A ‘safe rollout’ is the only thing that minimizes the chances of you taking down production when enabling features.
Rolling out changes in distributed systems or a service requires you to maintain the SLA. One bad change can mess up your service and make recovery difficult. It can upset your customers and stakeholders. It can also tarnish your reputation if you repeat certain mistakes.
‘Rolling out’ is not just a task that you do on the side. It is core to the software development process. You not only need to have a reliability mindset but also incorporate the rollout strategy into feature development from day 1. You need to embrace RDD(Rollout driven development).
I have spent 8 years building distributed systems and want to share my learnings. This is a vast topic, and today I will try to highlight the most important aspects of it. Writing feature code is just 10% of the work; the remaining 90% is spent on ensuring a safe rollout.
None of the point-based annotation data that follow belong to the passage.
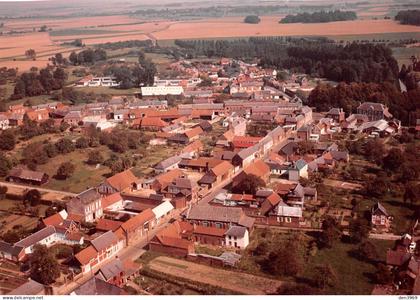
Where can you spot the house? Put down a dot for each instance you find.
(219, 217)
(217, 174)
(112, 202)
(87, 204)
(114, 272)
(38, 115)
(374, 111)
(138, 226)
(285, 215)
(187, 136)
(337, 114)
(258, 168)
(11, 252)
(205, 126)
(237, 237)
(149, 123)
(96, 286)
(192, 150)
(162, 211)
(49, 236)
(163, 180)
(118, 183)
(245, 157)
(298, 170)
(102, 249)
(168, 164)
(170, 240)
(4, 122)
(147, 91)
(20, 175)
(107, 225)
(380, 218)
(181, 190)
(30, 288)
(242, 142)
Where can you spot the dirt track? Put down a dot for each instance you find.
(240, 282)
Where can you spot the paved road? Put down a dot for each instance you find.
(25, 187)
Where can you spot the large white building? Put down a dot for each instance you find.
(161, 90)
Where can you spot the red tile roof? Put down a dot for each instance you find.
(258, 168)
(138, 220)
(121, 180)
(110, 200)
(86, 255)
(53, 220)
(245, 141)
(213, 231)
(222, 168)
(106, 225)
(193, 132)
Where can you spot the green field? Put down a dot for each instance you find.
(79, 31)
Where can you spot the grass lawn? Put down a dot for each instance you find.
(84, 176)
(354, 275)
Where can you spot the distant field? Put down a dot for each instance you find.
(240, 282)
(97, 30)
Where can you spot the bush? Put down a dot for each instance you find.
(252, 19)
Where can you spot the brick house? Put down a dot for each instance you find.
(118, 183)
(380, 218)
(374, 111)
(138, 226)
(87, 204)
(102, 249)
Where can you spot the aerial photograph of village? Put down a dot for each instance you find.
(197, 147)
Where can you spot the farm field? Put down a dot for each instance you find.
(240, 282)
(97, 30)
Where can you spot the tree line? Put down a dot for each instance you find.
(133, 75)
(87, 57)
(36, 83)
(403, 106)
(318, 57)
(409, 17)
(320, 17)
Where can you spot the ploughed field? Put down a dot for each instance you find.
(238, 282)
(97, 30)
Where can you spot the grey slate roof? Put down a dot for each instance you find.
(111, 269)
(36, 237)
(237, 231)
(31, 287)
(96, 286)
(104, 241)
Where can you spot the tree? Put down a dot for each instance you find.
(378, 186)
(358, 230)
(30, 53)
(65, 170)
(8, 140)
(33, 197)
(411, 192)
(383, 275)
(393, 160)
(252, 19)
(368, 251)
(248, 184)
(3, 192)
(44, 266)
(65, 145)
(325, 276)
(374, 150)
(82, 143)
(5, 165)
(331, 232)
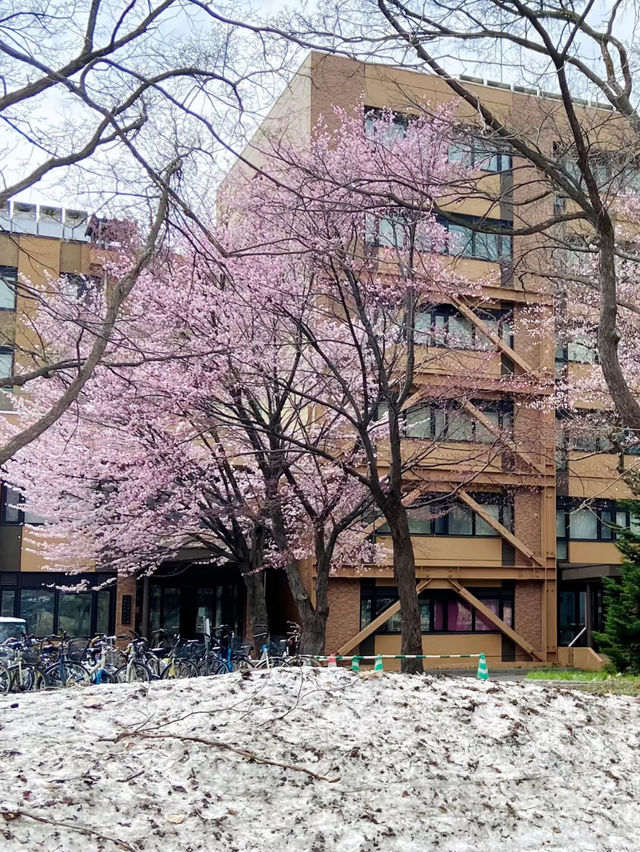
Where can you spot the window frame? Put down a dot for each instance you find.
(441, 315)
(9, 274)
(373, 595)
(440, 525)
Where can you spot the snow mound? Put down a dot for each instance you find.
(319, 761)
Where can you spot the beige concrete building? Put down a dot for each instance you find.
(519, 541)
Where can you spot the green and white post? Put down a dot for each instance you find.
(483, 671)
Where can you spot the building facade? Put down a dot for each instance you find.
(514, 568)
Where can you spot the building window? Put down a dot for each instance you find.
(8, 285)
(399, 231)
(48, 609)
(443, 325)
(457, 424)
(80, 287)
(12, 511)
(468, 242)
(598, 521)
(483, 154)
(440, 611)
(6, 365)
(429, 517)
(576, 352)
(395, 124)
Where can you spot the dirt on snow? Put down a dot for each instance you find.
(317, 761)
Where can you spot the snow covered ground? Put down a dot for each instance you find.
(404, 764)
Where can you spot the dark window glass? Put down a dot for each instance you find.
(458, 616)
(8, 281)
(7, 603)
(103, 611)
(37, 607)
(74, 613)
(483, 623)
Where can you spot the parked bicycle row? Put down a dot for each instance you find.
(29, 663)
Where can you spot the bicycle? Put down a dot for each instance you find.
(136, 668)
(103, 659)
(19, 674)
(65, 671)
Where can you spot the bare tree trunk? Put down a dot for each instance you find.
(404, 571)
(256, 604)
(315, 630)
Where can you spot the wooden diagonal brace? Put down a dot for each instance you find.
(385, 615)
(519, 640)
(494, 430)
(498, 527)
(492, 336)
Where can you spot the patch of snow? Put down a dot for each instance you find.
(406, 764)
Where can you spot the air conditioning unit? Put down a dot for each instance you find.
(50, 221)
(75, 225)
(5, 217)
(24, 218)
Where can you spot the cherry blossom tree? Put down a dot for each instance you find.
(261, 398)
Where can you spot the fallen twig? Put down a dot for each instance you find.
(243, 752)
(10, 814)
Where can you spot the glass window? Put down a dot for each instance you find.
(483, 623)
(419, 520)
(460, 332)
(460, 521)
(103, 611)
(6, 364)
(483, 435)
(36, 606)
(7, 602)
(8, 280)
(438, 614)
(439, 419)
(461, 426)
(580, 353)
(458, 616)
(171, 610)
(584, 524)
(460, 241)
(482, 527)
(419, 422)
(74, 613)
(204, 609)
(607, 520)
(11, 501)
(425, 616)
(487, 246)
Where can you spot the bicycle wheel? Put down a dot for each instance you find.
(101, 676)
(132, 673)
(66, 673)
(179, 669)
(27, 678)
(5, 680)
(270, 663)
(242, 663)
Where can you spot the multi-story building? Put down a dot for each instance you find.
(487, 570)
(35, 242)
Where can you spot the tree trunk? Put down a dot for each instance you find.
(257, 606)
(315, 630)
(404, 570)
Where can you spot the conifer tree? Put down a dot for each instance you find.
(620, 639)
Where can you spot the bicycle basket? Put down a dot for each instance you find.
(76, 649)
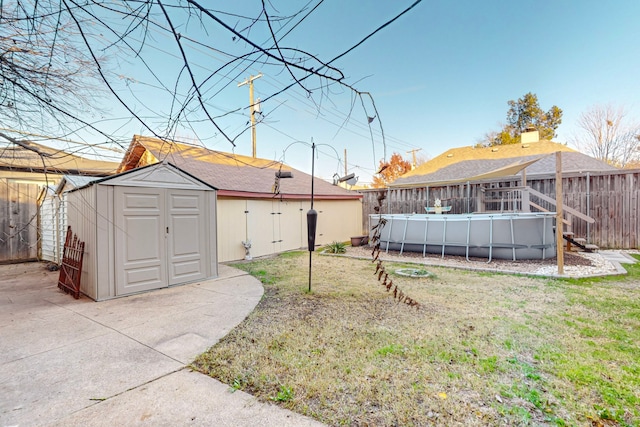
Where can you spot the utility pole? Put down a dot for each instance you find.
(345, 162)
(414, 164)
(252, 109)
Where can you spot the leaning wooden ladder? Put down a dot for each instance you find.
(71, 267)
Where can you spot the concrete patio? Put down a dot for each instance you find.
(123, 361)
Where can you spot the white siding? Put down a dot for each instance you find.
(49, 228)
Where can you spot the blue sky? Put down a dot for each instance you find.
(441, 76)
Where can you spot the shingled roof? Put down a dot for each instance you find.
(475, 163)
(232, 174)
(32, 157)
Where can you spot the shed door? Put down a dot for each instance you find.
(140, 246)
(185, 234)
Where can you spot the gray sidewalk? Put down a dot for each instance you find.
(121, 362)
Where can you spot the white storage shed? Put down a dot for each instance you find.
(145, 229)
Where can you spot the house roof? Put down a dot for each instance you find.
(40, 158)
(232, 174)
(476, 163)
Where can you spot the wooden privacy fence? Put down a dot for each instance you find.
(611, 198)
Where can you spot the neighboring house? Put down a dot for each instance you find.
(52, 223)
(24, 172)
(459, 165)
(600, 202)
(254, 206)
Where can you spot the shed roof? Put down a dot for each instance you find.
(475, 163)
(162, 174)
(234, 175)
(40, 158)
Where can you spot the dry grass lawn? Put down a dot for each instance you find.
(483, 349)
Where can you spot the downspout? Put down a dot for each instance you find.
(588, 206)
(468, 197)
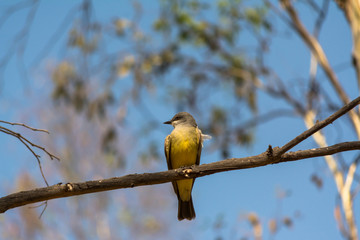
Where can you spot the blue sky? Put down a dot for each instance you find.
(231, 194)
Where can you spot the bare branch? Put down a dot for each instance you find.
(134, 180)
(29, 144)
(320, 55)
(319, 125)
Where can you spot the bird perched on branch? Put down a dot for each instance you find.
(182, 149)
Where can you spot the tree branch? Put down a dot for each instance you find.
(319, 125)
(134, 180)
(271, 156)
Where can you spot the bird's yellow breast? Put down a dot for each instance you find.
(184, 146)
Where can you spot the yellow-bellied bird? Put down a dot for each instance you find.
(183, 148)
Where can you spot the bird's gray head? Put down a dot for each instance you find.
(182, 118)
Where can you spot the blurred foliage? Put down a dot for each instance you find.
(220, 63)
(191, 59)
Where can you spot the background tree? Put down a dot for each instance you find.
(119, 71)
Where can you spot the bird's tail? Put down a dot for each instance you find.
(186, 210)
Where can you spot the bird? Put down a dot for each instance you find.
(183, 149)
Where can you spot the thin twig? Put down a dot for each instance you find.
(319, 125)
(134, 180)
(24, 125)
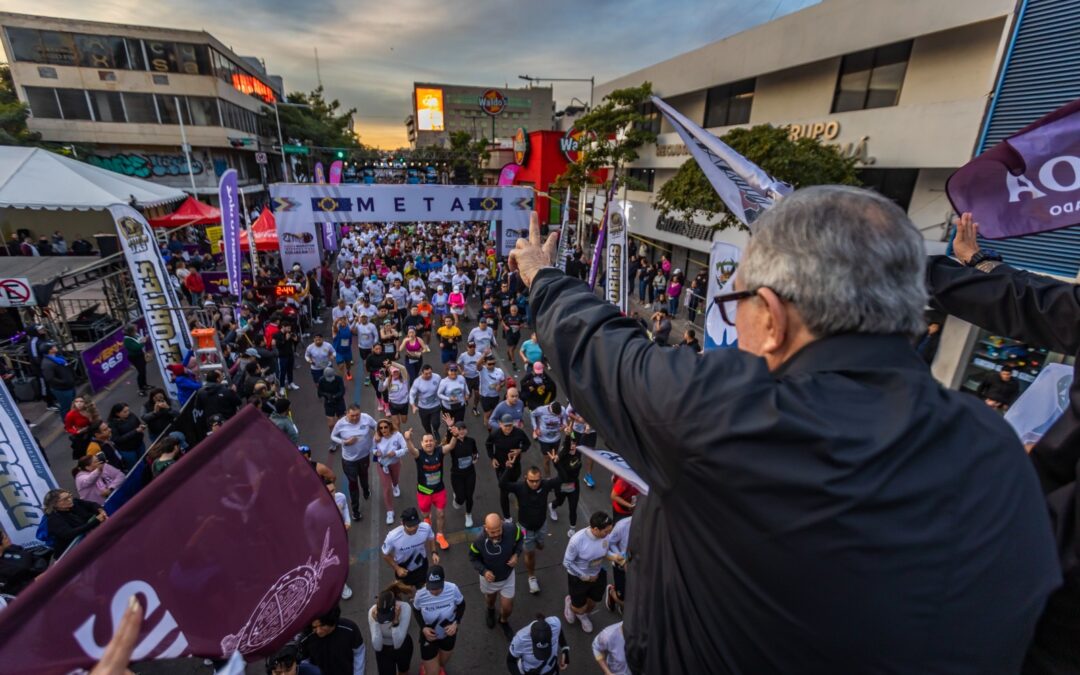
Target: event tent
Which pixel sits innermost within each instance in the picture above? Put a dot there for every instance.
(191, 212)
(37, 178)
(266, 233)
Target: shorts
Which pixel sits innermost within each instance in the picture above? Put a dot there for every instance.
(582, 591)
(504, 588)
(534, 536)
(430, 650)
(424, 501)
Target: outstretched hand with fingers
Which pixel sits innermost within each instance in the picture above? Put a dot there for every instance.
(531, 255)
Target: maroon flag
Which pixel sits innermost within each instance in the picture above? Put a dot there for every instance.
(237, 547)
(1028, 183)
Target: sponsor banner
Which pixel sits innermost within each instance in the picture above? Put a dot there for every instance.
(1028, 183)
(106, 361)
(723, 262)
(25, 476)
(1042, 403)
(616, 288)
(744, 188)
(230, 226)
(211, 580)
(169, 335)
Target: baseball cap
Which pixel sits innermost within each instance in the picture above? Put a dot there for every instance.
(435, 578)
(410, 516)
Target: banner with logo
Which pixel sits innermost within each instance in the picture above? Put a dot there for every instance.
(157, 298)
(744, 188)
(193, 548)
(1028, 183)
(230, 228)
(25, 476)
(615, 291)
(106, 360)
(723, 262)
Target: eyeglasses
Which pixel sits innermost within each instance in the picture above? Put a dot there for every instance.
(728, 302)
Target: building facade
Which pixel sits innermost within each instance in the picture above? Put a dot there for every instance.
(483, 111)
(120, 94)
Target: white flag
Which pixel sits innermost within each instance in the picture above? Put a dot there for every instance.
(746, 190)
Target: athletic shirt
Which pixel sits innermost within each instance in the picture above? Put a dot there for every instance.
(429, 472)
(469, 363)
(409, 551)
(436, 611)
(462, 455)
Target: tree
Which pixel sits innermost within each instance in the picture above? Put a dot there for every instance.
(612, 131)
(802, 162)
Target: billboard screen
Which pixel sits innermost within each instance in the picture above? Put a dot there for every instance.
(429, 109)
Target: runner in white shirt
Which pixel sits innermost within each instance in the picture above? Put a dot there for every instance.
(586, 578)
(407, 549)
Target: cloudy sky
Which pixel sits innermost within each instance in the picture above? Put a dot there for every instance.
(372, 51)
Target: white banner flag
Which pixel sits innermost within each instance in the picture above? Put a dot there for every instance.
(723, 261)
(746, 190)
(25, 477)
(157, 297)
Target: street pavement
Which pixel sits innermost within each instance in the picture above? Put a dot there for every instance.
(478, 650)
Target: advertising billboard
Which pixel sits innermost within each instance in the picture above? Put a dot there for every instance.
(429, 109)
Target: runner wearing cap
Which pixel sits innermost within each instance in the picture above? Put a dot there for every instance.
(494, 555)
(439, 607)
(586, 578)
(430, 488)
(407, 549)
(539, 648)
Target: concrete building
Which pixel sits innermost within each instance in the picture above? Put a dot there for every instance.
(484, 111)
(123, 91)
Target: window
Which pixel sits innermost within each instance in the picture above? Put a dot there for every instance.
(73, 105)
(107, 106)
(729, 104)
(140, 108)
(43, 103)
(873, 78)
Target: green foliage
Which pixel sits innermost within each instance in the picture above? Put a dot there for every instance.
(800, 163)
(620, 129)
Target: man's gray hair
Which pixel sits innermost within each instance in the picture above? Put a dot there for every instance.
(849, 259)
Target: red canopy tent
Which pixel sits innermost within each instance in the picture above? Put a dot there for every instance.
(191, 212)
(266, 233)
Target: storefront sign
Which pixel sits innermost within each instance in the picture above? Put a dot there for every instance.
(106, 361)
(16, 292)
(493, 102)
(521, 146)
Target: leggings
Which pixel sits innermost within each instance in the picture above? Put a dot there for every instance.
(572, 498)
(389, 481)
(464, 485)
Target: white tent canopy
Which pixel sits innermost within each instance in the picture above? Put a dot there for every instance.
(37, 178)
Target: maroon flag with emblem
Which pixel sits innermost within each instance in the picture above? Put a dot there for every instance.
(235, 547)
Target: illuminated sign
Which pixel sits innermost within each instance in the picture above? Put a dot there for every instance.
(252, 85)
(521, 146)
(429, 109)
(493, 102)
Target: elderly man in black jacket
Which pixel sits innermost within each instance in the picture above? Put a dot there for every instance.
(1041, 311)
(819, 502)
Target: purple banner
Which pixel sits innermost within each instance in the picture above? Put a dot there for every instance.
(210, 578)
(1028, 183)
(230, 229)
(106, 361)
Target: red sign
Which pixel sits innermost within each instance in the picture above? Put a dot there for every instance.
(493, 102)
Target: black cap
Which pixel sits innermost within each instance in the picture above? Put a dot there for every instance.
(435, 578)
(410, 517)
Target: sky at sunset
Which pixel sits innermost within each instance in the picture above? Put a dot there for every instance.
(370, 52)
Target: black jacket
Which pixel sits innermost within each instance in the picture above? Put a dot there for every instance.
(1043, 312)
(842, 514)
Let’s dive into RDD and understand how you can safely rollout changes.
Thanks to the 6.6k subscribers that have joined this newsletter. If you love reading my newsletter then reply to this email and let me know your favorite article.
1. Visibility++
Have the right logs and metrics upfront. You won’t be able to log everything, and that is okay. Trying to be comprehensive will ensure you miss less. What we don't realize is that the cost of adding more instrumentation later keeps increasing.
How?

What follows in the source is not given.